One of the proposed solutions to this global issue is the use of automated diabetic retinopathy image assessment software (ARIA) to grade fundus images instead of or alongside human graders. There are multiple ARIAs currently available with many more being developed worldwide [1]. Although there is an abundance of studies looking into the performance of a single ARIA, studies comparing multiple ARIAs are currently rare, as direct comparison is often difficult [3]. Based on previous studies, it is clear that the performance of even state-of-the-art algorithms may vary considerably [3, 4]. We set out to analyze the performance of two modern ARIAs, IDx-DR and Medios Artificial Intelligence (AI).
Materials and Methods
Study Design
In this retrospective-comparative study, the performance of two different ARIAs in screening for DR was compared to human graders (reference standard). The screening for DR was conducted and retinal images were obtained from diabetic clinics in Poznan, Poland, between March 2020 and April 2021. The Institutional Review Board of the Foundation for Ophthalmology Development, Poznan, Poland approved the project (Application No. 2/ 2022) and waived the need for IRB approval and written informed consent from the participants for this retrospective study. The study was in adherence to the tenets of the Declaration of Helsinki. All the extracted images were anonymized, and no change in the clinical pathway was anticipated.
The primary outcome of the study was to assess the sensitivity and specificity of ARIAS in detecting referable diabetic retinopathy (RDR). The secondary outcomes were to assess the positive (PPV) and negative predictive values (NPV) of ARIAS to detect RDR and to assess the sensitivity of ARIAS in detecting STDR.
Sample Size
Using an alpha error of 0.05, a precision rate of 10% (two-sided), an estimated sensitivity of 85%, and an estimated incidence of RDR (International Clinical Diabetic Retinopathy [ICDR] – moderate non-proliferative DR [NPDR] and/or presence of clinically significant diabetic macular edema [CSDME]) to be 7%, the sample size calculated was 700 participants. Given these assumptions and expecting that 10% of subjects may be qualified as insufficient quality, a sample size of 800 subjects was chosen.
Inclusion and Exclusion Criteria
The retinal images of subjects with established diabetes mellitus that were captured at the time of DR screening were included. Those that did not have at least one disc and one macula-centered image of sufficient quality were excluded from the study. Additionally, subjects who received treatment for DR (lasers or intraocular injections) were excluded.
Retinal Image Acquisition
The screening process involved undilated fundus images captured using a Topcon camera NW400 by trained operators who followed a specific imaging protocol. For each patient, a total of four images (45° field of view each) were captured. They included one image centered on the optic disc and one centered on the macula for each eye. Additional images were taken to ensure sufficient quality. Retinal images were obtained from 811 consecutive patients with established diabetes mellitus who underwent screening for DR. Images deemed of sufficient quality graded by the IDx-DR AI software were selected. A total of 3,200 sufficient quality images from 811 patients were used for the study.

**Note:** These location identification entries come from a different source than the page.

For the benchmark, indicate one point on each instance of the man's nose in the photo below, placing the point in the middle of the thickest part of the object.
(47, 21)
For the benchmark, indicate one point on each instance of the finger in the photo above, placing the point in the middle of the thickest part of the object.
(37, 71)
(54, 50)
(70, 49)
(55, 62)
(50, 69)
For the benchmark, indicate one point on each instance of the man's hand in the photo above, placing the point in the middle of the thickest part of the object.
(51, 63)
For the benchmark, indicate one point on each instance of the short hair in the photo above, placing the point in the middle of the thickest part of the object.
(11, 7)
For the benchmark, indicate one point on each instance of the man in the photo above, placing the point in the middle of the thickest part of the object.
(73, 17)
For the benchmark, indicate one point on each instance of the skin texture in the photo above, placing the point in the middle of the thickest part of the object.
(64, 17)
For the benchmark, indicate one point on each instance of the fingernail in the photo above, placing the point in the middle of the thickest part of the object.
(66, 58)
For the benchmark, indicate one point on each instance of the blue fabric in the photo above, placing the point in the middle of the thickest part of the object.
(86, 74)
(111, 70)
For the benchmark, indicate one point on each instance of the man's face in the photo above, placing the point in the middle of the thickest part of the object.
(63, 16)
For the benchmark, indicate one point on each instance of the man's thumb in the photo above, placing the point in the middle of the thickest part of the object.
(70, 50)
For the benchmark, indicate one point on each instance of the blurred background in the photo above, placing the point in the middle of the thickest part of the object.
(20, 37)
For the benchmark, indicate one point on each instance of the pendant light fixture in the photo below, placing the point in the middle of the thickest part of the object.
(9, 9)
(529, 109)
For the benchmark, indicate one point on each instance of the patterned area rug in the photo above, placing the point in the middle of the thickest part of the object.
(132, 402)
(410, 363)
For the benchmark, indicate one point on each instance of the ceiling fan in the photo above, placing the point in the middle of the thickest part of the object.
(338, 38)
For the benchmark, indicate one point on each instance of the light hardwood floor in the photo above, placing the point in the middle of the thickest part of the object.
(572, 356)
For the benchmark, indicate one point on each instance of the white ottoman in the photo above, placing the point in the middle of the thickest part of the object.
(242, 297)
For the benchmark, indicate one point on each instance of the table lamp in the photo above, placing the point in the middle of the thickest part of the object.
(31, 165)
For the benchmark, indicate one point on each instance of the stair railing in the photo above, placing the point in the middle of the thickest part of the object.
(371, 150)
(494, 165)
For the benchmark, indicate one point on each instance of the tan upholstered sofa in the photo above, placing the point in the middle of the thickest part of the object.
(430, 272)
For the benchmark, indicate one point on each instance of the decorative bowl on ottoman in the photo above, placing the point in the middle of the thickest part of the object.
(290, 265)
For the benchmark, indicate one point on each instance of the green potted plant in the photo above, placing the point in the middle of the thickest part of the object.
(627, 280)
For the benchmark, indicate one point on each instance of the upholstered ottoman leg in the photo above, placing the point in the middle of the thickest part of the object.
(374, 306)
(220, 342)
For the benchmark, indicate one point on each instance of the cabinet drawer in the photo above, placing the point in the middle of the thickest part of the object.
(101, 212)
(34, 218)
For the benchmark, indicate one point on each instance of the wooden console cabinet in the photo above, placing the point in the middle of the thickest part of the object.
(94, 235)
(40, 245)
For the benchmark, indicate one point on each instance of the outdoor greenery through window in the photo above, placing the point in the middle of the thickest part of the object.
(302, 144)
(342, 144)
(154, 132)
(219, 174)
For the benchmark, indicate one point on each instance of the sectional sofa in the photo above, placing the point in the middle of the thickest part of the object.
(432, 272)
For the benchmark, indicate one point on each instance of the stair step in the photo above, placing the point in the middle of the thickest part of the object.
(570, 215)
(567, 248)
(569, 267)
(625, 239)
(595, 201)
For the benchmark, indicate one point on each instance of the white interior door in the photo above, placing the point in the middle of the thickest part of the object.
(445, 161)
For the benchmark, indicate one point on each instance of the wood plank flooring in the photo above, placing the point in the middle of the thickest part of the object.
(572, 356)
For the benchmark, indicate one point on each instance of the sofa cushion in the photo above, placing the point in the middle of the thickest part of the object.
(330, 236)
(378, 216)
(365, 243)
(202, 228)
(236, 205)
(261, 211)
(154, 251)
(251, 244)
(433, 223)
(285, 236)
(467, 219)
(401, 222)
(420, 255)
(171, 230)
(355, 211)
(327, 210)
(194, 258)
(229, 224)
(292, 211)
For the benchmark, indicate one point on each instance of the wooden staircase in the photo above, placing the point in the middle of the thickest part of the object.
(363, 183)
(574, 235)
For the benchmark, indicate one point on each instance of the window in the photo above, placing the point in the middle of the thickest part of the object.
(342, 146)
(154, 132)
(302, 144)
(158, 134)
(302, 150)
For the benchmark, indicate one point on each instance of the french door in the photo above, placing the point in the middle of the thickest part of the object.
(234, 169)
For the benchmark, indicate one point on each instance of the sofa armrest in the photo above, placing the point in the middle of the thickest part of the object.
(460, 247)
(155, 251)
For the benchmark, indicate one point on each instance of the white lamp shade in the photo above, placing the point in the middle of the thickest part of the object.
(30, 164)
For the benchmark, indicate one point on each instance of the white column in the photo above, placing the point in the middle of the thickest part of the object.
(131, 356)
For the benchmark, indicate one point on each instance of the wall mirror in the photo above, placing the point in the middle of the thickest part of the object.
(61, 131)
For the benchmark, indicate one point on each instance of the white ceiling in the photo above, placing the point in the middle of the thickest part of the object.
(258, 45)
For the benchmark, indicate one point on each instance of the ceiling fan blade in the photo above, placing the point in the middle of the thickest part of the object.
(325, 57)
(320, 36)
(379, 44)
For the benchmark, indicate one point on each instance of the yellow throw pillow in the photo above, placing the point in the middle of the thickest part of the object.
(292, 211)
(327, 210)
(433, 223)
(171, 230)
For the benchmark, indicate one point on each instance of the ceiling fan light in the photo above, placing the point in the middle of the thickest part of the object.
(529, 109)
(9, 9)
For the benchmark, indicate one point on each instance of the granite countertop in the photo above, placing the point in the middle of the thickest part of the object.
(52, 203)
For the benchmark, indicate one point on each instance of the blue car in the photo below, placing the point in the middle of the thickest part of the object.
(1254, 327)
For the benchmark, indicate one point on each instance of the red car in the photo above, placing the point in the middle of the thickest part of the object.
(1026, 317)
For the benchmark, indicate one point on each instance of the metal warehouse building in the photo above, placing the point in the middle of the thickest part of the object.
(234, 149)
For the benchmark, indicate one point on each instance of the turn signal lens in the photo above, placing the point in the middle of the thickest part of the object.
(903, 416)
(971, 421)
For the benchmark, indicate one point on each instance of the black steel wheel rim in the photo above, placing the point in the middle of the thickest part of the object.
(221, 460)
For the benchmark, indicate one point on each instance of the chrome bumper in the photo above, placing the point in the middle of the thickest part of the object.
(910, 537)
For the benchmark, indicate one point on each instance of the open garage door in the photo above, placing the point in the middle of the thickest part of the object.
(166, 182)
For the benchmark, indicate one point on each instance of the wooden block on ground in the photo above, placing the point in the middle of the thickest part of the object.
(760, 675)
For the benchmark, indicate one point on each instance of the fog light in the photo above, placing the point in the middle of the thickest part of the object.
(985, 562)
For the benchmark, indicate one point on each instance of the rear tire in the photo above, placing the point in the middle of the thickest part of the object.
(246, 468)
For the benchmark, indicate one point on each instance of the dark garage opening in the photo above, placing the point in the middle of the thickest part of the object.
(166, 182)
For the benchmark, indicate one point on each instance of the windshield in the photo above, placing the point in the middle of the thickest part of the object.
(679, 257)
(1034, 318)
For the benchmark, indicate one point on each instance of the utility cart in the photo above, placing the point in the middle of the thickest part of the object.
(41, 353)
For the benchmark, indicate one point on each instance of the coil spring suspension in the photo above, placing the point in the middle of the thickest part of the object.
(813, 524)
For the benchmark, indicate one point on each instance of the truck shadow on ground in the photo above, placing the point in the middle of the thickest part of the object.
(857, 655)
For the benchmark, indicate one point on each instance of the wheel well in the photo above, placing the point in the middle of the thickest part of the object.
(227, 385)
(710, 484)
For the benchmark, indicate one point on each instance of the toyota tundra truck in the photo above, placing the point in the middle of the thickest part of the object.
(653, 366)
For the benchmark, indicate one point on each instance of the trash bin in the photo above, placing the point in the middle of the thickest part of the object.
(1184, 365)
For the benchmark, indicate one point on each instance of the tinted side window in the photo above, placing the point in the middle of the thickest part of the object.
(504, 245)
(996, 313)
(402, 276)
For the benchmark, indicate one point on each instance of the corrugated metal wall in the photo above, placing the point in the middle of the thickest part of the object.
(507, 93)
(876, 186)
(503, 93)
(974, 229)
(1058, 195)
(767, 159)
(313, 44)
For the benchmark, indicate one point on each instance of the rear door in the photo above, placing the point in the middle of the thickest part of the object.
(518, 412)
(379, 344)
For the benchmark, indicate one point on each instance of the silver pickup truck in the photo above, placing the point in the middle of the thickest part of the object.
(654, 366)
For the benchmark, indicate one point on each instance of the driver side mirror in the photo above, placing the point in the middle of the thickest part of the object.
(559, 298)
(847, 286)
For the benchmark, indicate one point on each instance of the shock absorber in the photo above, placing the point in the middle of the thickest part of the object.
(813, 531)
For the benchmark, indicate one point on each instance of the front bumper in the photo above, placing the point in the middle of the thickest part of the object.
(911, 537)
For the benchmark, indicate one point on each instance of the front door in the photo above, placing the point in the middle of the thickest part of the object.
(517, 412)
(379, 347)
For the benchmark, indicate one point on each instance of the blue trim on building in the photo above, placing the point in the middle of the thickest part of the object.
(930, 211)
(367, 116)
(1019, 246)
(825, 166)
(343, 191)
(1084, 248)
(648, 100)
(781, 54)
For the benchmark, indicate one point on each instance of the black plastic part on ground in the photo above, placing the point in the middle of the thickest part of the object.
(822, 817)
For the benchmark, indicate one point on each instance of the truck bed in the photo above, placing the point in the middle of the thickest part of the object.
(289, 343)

Reference Standard Grading
The patients with images of sufficient quality were split into two sub-datasets. 362 patients were graded by three Polish retina specialists and 491 by three certified graders in India. All the graders are masked to the output of the AI and to each other’s grading. Images were graded for severity of DR based on ICDR severity classification as no DR, mild NPDR, moderate NPDR, severe NPDR, and proliferative diabetic retinopathy (PDR). Macular edema was determined by the presence of surrogate markers like hard exudates. If hard exudates were found within 1 DD of the fovea, macular edema was determined as significant and labeled as CSDME present. Image grading was done on a per-eye basis. The final diagnosis for each patient was determined by the stage of DR of the more affected eye. Consensus image grading was regarded as the final reference standard based on Polish and Indian graders for the comparison of both AI systems. All the analysis was performed at the patient level.
Definitions
RDR was defined as moderate NPDR and more severe disease (moderate NPDR, severe NPDR, PDR) and/or the presence of CSDME. STDR was defined as severe NPDR and more severe disease (severe NPDR, PDR), and/or the presence of CSDME.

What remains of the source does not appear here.